How to water begonias properly

Water the tropical begonias regularly, about twice a week. Sometimes it can be difficult to find the right balance between too much and too little water. Especially on hot days, this can be a bit of a challenge, as waterlogging can quickly lead to root rot. Remember that plants also evaporate more water in windy conditions. Watering begonias should decrease significantly in winter. With tuberous begonias, you can even do without watering completely after pruning over the winter.

How to fertilise begonias correctly

To produce many flowers, begonias need energy. From spring onwards, you can regularly apply a liquid begonia fertiliser.
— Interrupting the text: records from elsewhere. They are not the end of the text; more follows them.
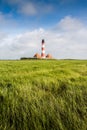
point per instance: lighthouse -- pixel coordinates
(43, 49)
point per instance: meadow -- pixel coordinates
(43, 95)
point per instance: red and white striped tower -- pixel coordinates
(43, 49)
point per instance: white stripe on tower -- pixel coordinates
(43, 49)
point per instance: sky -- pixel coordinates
(61, 23)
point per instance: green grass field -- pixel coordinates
(43, 95)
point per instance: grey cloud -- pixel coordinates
(71, 43)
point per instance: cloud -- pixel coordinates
(30, 7)
(27, 9)
(6, 21)
(66, 40)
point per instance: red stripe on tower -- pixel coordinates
(43, 49)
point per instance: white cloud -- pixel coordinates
(67, 40)
(6, 21)
(27, 9)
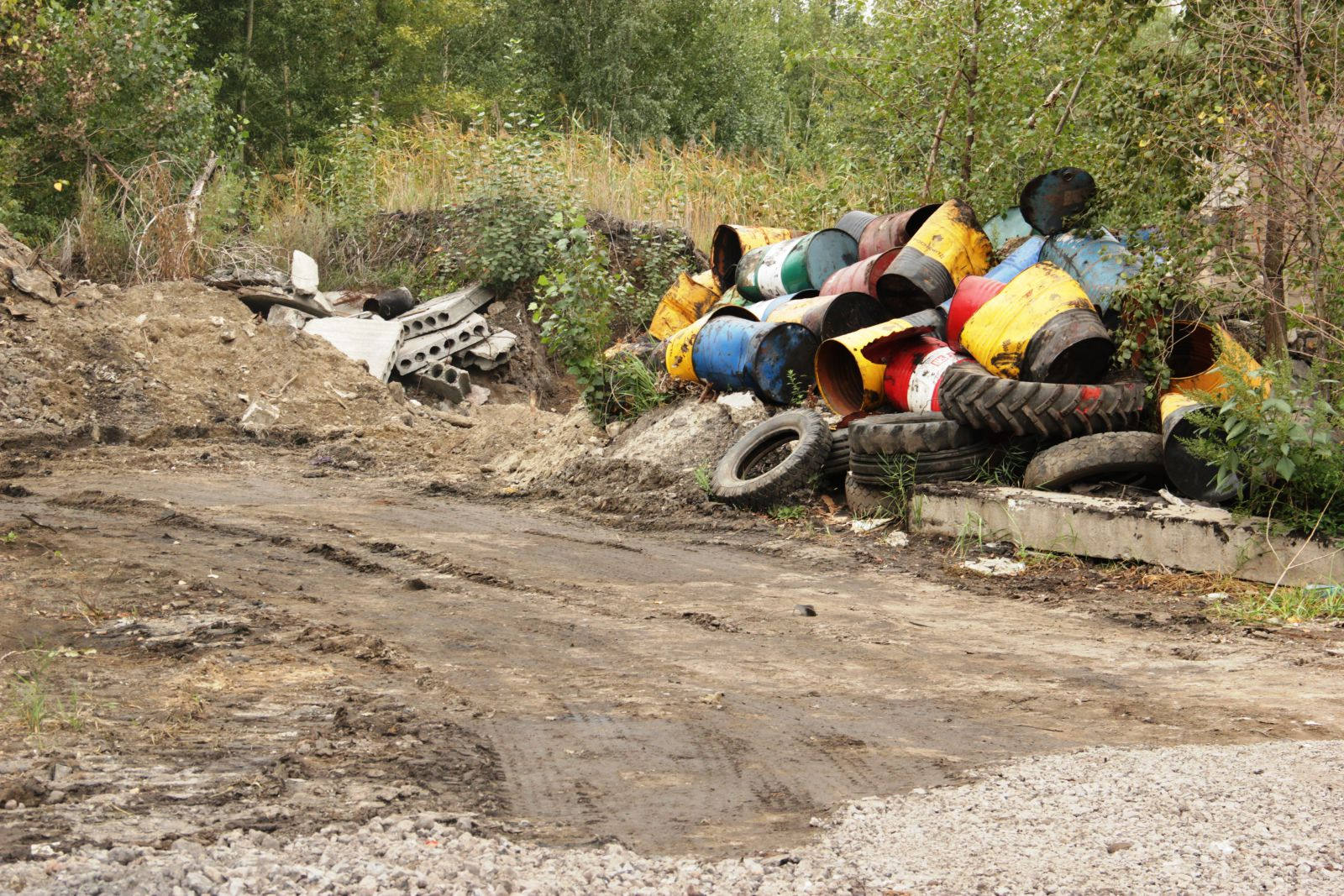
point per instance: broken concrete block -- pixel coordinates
(420, 352)
(286, 317)
(373, 342)
(494, 351)
(302, 273)
(444, 311)
(259, 417)
(444, 380)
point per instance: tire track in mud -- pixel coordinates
(591, 671)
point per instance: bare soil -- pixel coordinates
(523, 622)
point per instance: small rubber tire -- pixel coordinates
(867, 500)
(909, 434)
(1097, 457)
(976, 398)
(784, 479)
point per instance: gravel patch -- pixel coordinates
(1210, 820)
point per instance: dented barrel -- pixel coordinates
(916, 371)
(1193, 476)
(687, 300)
(860, 277)
(678, 355)
(847, 379)
(773, 360)
(734, 241)
(893, 231)
(1041, 327)
(761, 311)
(803, 262)
(1101, 265)
(831, 316)
(853, 222)
(927, 269)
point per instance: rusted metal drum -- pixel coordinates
(685, 301)
(773, 360)
(831, 316)
(1039, 328)
(1193, 476)
(734, 241)
(1008, 224)
(860, 277)
(761, 311)
(1200, 355)
(916, 371)
(894, 230)
(847, 379)
(927, 269)
(803, 262)
(1101, 265)
(678, 358)
(853, 222)
(1052, 201)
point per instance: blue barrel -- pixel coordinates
(763, 311)
(1008, 224)
(773, 360)
(1018, 261)
(1101, 265)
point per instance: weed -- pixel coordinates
(1284, 606)
(705, 477)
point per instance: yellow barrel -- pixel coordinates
(947, 248)
(1041, 327)
(685, 301)
(1198, 358)
(734, 241)
(1193, 476)
(848, 382)
(682, 343)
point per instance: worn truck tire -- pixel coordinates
(979, 399)
(1128, 456)
(837, 463)
(909, 434)
(869, 500)
(732, 484)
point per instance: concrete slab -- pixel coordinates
(420, 352)
(1196, 539)
(373, 342)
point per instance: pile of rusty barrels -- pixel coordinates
(907, 312)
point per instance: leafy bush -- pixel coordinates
(1281, 441)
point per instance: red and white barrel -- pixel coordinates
(916, 372)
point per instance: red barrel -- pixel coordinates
(860, 277)
(916, 372)
(972, 293)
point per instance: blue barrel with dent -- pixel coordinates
(1101, 265)
(763, 311)
(773, 360)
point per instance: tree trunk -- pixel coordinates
(971, 73)
(1273, 255)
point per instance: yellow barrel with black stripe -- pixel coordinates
(1041, 328)
(945, 249)
(848, 382)
(685, 302)
(734, 241)
(1193, 476)
(1200, 358)
(680, 345)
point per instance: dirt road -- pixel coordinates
(279, 652)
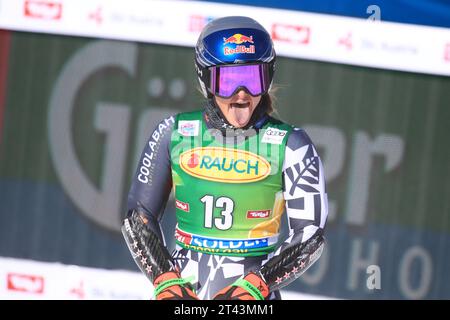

However, it is even better for the environment and far less costly to apply manure, compost or organic slow-release fertilisers in spring and early summer. From late summer onwards, you should stop fertilising slowly, as begonias do not require fertiliser during winter.

Overwintering begonias

Despite frequently ending up in compost in autumn, begonias are not annual. Most begonias are actually quite easy to take care of during winter.

overwintering begonias
Begonias are, contrary to popular belief, not annual plants [Shutterstock.com/Asetta]

Tuberous begonias, for example, only need a cool room without frost – it doesn’t even need to be light. Most indoor begonias, such as Elatior begonias, on the other hand, can easily be kept indoors during the winter. Even wax begonias can overwinter quite well in a bright room at around 16°C.